I have a pound of shrimp (raw)
and some frozen puff pastry shells.


Does anyone have a recipe that uses both of those item?


----------



## jpmcgrew (Jul 31, 2006)

You want to make whats called a vol au vent. Look at this recipe no need to get the crab just use more shrimp.
http://thegarlicpress.net/shrimp_and_crab_vol_au_vent.htm


----------



## Corinne (Jul 31, 2006)

How about "Shrimp Newburg" instead of Lobster Newburg? 

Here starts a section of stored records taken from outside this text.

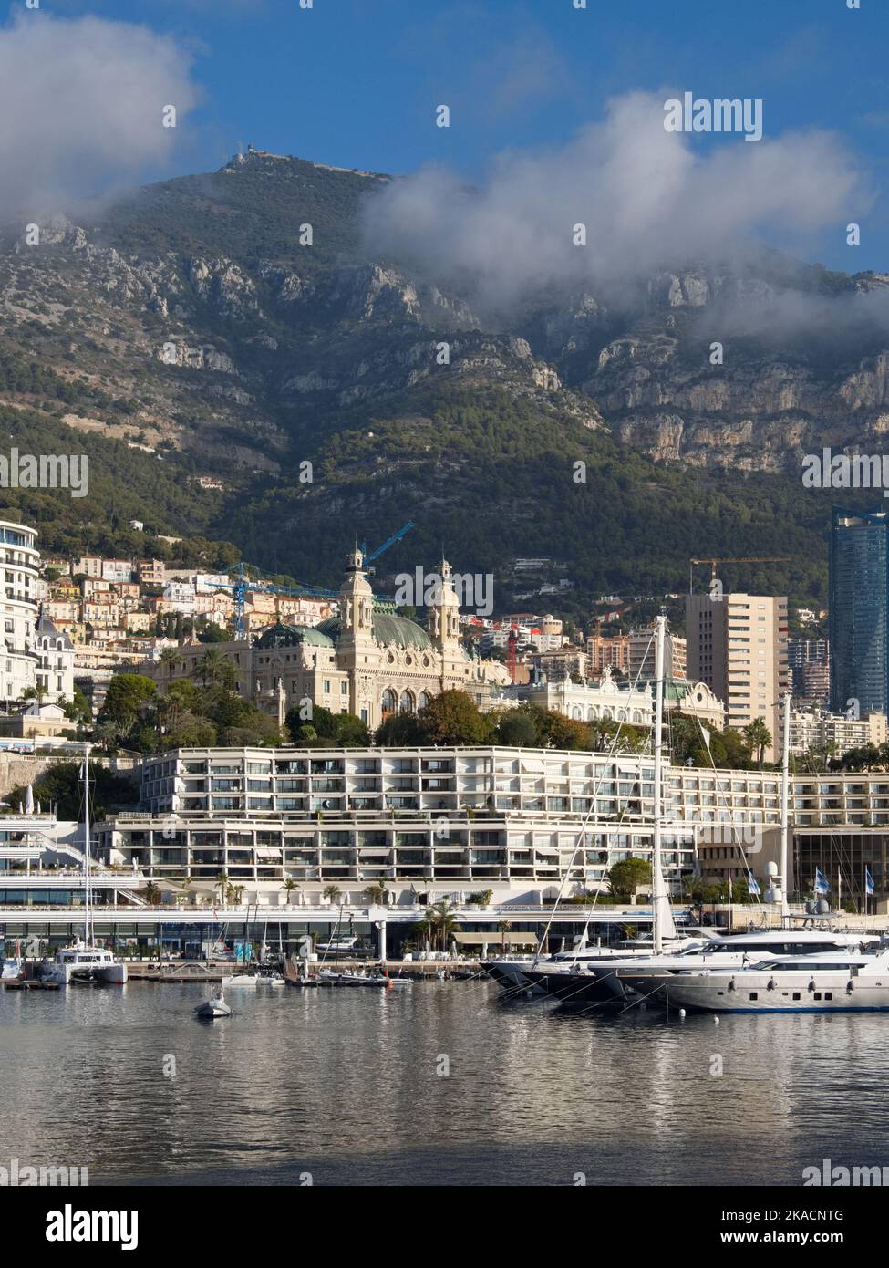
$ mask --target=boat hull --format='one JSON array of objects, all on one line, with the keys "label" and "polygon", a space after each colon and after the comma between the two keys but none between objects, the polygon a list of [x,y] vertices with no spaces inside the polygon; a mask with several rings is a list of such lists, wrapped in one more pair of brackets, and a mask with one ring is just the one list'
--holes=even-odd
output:
[{"label": "boat hull", "polygon": [[657,987],[667,1008],[696,1013],[861,1013],[889,1012],[889,974],[874,983],[848,973],[813,973],[790,976],[751,973],[680,980],[671,975]]}]

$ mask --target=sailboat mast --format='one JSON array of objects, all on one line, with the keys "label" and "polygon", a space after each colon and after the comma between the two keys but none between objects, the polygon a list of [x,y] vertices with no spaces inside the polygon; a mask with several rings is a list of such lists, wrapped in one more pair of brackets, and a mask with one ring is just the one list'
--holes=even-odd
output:
[{"label": "sailboat mast", "polygon": [[663,950],[661,903],[666,894],[661,875],[661,768],[663,765],[663,649],[667,618],[657,618],[657,643],[654,648],[654,839],[652,842],[652,936],[654,955]]},{"label": "sailboat mast", "polygon": [[784,746],[781,753],[781,927],[790,923],[788,903],[788,838],[790,836],[790,692],[784,694]]},{"label": "sailboat mast", "polygon": [[90,912],[90,749],[84,748],[84,945],[93,946]]}]

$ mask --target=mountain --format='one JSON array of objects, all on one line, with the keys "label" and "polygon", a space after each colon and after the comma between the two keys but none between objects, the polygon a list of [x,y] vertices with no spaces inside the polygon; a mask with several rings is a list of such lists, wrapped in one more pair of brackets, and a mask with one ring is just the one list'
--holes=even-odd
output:
[{"label": "mountain", "polygon": [[99,521],[124,549],[132,516],[330,585],[410,517],[388,574],[444,545],[497,573],[498,607],[528,593],[519,555],[580,610],[681,590],[709,553],[791,555],[737,583],[823,597],[831,495],[800,463],[879,451],[886,275],[747,252],[492,317],[368,257],[361,204],[388,179],[251,151],[39,245],[0,237],[0,418],[10,443],[89,446],[95,473],[81,506],[6,493],[46,548]]}]

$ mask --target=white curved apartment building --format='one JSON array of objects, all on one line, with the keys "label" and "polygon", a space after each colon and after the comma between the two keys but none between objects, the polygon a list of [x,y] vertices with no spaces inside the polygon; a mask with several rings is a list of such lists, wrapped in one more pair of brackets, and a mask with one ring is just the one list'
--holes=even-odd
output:
[{"label": "white curved apartment building", "polygon": [[30,650],[37,623],[37,529],[0,520],[0,706],[9,709],[37,685]]}]

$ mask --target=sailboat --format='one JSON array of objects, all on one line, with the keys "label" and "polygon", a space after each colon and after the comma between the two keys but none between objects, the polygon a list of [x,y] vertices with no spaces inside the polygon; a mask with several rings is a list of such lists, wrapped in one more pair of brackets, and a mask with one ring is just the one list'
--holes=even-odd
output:
[{"label": "sailboat", "polygon": [[127,965],[114,952],[96,946],[93,932],[93,896],[90,890],[90,751],[84,749],[84,936],[72,946],[62,947],[41,976],[44,981],[63,985],[115,985],[127,980]]},{"label": "sailboat", "polygon": [[198,1004],[194,1009],[195,1016],[202,1019],[211,1019],[213,1017],[231,1017],[232,1009],[226,1003],[226,997],[222,992],[222,987],[209,998],[205,999],[203,1004]]}]

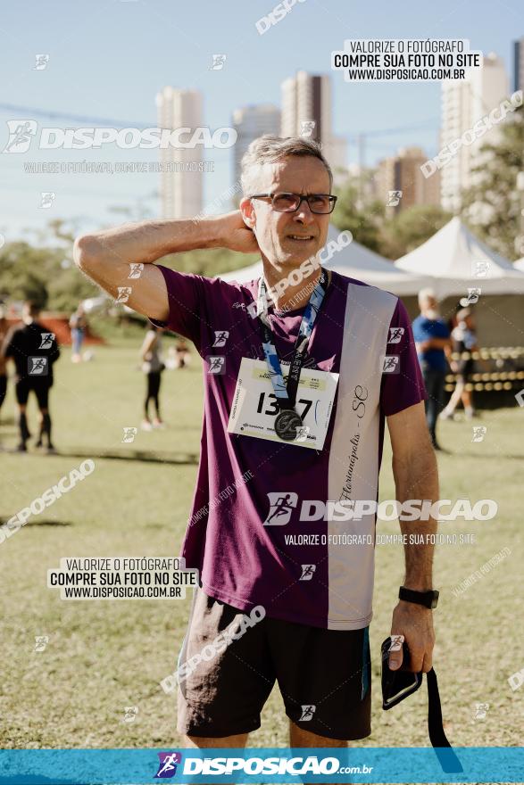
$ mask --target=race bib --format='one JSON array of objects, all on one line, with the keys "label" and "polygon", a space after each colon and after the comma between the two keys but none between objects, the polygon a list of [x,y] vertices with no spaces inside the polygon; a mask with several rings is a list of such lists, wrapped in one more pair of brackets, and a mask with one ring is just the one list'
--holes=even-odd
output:
[{"label": "race bib", "polygon": [[[288,365],[282,365],[284,381]],[[295,411],[303,428],[293,442],[283,442],[275,433],[275,417],[280,411],[265,360],[243,357],[235,388],[228,431],[242,436],[269,439],[280,444],[321,450],[328,433],[338,374],[303,368],[296,393]]]}]

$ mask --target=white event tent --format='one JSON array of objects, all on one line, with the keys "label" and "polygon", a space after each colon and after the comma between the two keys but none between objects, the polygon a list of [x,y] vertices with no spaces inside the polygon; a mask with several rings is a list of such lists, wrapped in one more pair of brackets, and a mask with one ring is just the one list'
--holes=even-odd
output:
[{"label": "white event tent", "polygon": [[471,287],[480,288],[483,294],[524,293],[524,273],[478,240],[456,217],[414,251],[397,259],[395,266],[430,276],[440,298],[464,297]]},{"label": "white event tent", "polygon": [[398,259],[398,269],[431,277],[445,318],[468,289],[480,289],[475,304],[480,346],[520,346],[524,335],[524,271],[478,240],[459,218]]},{"label": "white event tent", "polygon": [[[335,270],[342,276],[356,278],[392,292],[399,297],[417,294],[424,286],[430,285],[430,280],[420,275],[407,273],[397,269],[393,262],[388,261],[383,256],[370,251],[361,245],[355,240],[343,246],[337,238],[341,235],[340,229],[330,225],[328,230],[328,242],[322,256],[327,258],[330,253],[330,259],[322,262],[323,267]],[[342,242],[344,242],[342,240]],[[338,247],[338,250],[337,250]],[[244,284],[254,278],[259,278],[262,275],[262,260],[249,267],[233,270],[233,272],[222,273],[219,276],[224,281],[237,281]]]}]

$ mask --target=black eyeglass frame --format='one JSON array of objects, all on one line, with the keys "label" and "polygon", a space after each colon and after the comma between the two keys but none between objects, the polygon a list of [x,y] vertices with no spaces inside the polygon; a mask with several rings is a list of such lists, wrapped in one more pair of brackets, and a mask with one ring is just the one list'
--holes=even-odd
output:
[{"label": "black eyeglass frame", "polygon": [[[293,210],[276,210],[274,206],[274,199],[276,196],[295,196],[298,199],[298,204]],[[313,210],[310,203],[310,199],[318,199],[320,196],[325,196],[329,200],[329,204],[331,209],[328,211],[328,212],[319,212],[316,210]],[[275,194],[253,194],[250,199],[270,199],[271,200],[271,207],[276,212],[296,212],[297,210],[300,210],[300,206],[303,202],[307,202],[307,205],[311,211],[314,215],[330,215],[335,210],[335,205],[337,203],[337,196],[334,196],[332,194],[293,194],[291,191],[277,191]]]}]

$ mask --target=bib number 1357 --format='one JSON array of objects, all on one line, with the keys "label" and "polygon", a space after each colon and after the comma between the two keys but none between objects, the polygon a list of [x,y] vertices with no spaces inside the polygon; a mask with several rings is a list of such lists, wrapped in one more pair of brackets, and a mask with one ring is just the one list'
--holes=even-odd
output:
[{"label": "bib number 1357", "polygon": [[[304,411],[300,411],[299,404],[304,404]],[[296,401],[295,409],[297,413],[302,417],[302,421],[305,420],[306,415],[312,406],[312,401],[309,401],[307,398],[299,398]],[[268,408],[264,409],[264,405]],[[277,396],[274,392],[261,392],[258,397],[258,406],[256,407],[256,410],[258,414],[268,414],[275,416],[279,414],[280,409],[279,404],[277,403]]]}]

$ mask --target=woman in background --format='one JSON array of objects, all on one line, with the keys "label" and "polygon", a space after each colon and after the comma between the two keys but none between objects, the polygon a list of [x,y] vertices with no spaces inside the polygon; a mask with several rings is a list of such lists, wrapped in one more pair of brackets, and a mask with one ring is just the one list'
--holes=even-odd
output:
[{"label": "woman in background", "polygon": [[471,357],[473,351],[477,351],[477,335],[475,333],[475,322],[473,315],[469,308],[463,308],[456,314],[456,326],[451,333],[453,348],[450,351],[461,355],[459,359],[449,359],[452,371],[456,374],[456,385],[449,402],[440,417],[443,419],[453,419],[455,409],[460,401],[462,401],[464,412],[468,419],[475,417],[473,407],[473,396],[466,384],[473,373],[475,361]]},{"label": "woman in background", "polygon": [[[144,338],[140,356],[142,358],[142,370],[146,376],[147,390],[146,394],[146,401],[144,404],[144,420],[142,421],[142,430],[151,431],[152,428],[163,428],[164,425],[160,416],[160,383],[162,381],[162,372],[165,368],[165,365],[162,360],[162,327],[156,327],[154,325],[148,325],[147,333]],[[155,417],[153,421],[149,417],[149,402],[153,401],[154,406]]]},{"label": "woman in background", "polygon": [[71,354],[72,362],[81,362],[82,343],[86,334],[87,325],[87,323],[86,314],[84,313],[84,308],[80,303],[69,320],[73,344]]}]

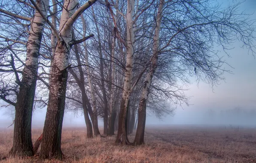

I'm picturing the shrimp in a creamy sauce with mushrooms and.... I dunno what else.

Shrimp ala King?!


----------



## pdswife (Jul 31, 2006)

jpmcgrew said:
			
		

> You want to make whats called a vol au vent. Look at this recipe no need to get the crab just use more shrimp.
> http://thegarlicpress.net/shrimp_and_crab_vol_au_vent.htm




Oh that sounds good!
I have everything but the spinach.  Maybe I'll wait 
until after I go to the store tomorrow!!

Thanks!!


----------



## pdswife (Jul 31, 2006)

Corinne said:
			
		

> How about "Shrimp Newburg" instead of Lobster Newburg?
> 
> I'm picturing the shrimp in a creamy sauce with mushrooms and.... I dunno what else.
> 
> Shrimp ala King?!


Another good idea.

I knew I could count on you guys!

Thanks!


----------



## amber (Jul 31, 2006)

Not an actual recipe, but it's funny you mentioned this because I was looking at the puff pastry shells in my grocery store and the picture on it showed a shrimp, placed into the puff shell.  I also saw a recipe for shrimp marinated in a chipolte pepper and adobe sauce (in a can).  So you marinate the shrimp for a couple hours ish, and then grill them or broil, and stuff one or two into the puff pastry shell for an appetizer.  Spicy, yet the puff pastry cools it down a bit.


----------



## SharonT (Jul 31, 2006)

Shrimp Salad is also lovely in baked puff pastry shells


----------